La loi Hamon, ou loi ESS, instaure une obligation d’information des salariés, par le dirigeant, préalablement à la cession de l’entreprise. L’objectif est de permettre à un ou plusieurs salariés de présenter une offre de reprise. La loi Macron de 2015 est venue modifier certaines dispositions du texte, notamment sur les sanctions.


Quelles sont les entreprises concernées ?
Les entreprises qui n’ont pas de comité d’entreprise et celles qui en ont un, qui emploient moins de 250 salariés et qui réalisent un chiffre d’affaires inférieur à 50 millions d’euros.

Quelles sont les types de ventes concernées ?
  • Cette obligation d’information concerne les de vente de fonds de commerce ou de parts sociales (plus de 50 % des parts sociales d’une entreprise). Les fonds artisanaux ne sont pas concernés par le dispositif.
  • Cette législation ne s’applique ni en cas de transmission familiale, ni aux entreprises sous procédures (mandat ad’hoc, redressement judiciaire, etc.).
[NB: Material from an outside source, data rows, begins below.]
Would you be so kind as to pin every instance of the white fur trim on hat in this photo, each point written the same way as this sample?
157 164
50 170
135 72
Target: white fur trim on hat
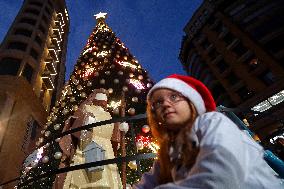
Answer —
101 96
183 88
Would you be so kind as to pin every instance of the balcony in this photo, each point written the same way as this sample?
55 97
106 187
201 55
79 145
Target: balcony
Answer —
53 53
46 78
51 66
56 44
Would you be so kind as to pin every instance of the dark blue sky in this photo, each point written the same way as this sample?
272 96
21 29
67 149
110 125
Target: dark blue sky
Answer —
151 29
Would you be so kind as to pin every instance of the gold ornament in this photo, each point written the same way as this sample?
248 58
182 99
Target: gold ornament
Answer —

Quand doit être transmise l’information ?
  • Le cédant a l’obligation de délivrer deux informations : informer les salariés de sa volonté de céder l’entreprise et leur faire savoir qu’ils peuvent présenter une offre d’achat.
  • Les salariés doivent être informés au plus tard deux mois avant la date de la conclusion du contrat de vente. Pour les entreprises qui sont soumises à l’obligation de mettre en place un comité d’entreprise, ces informations doivent données au plus tard en même temps que la saisine du comité d’entreprise sur le projet de vente.

Par quels moyens doit se faire cette information ?
Les salariés peuvent être informés par tout moyen de nature à rendre certaine la date de réception de l’information : réunion d’information avec signature d’un registre, affichage, courrier électronique, remise en main propre d’un document, lettre recommandée, acte extrajudiciaire (exploit d’huissier, etc.).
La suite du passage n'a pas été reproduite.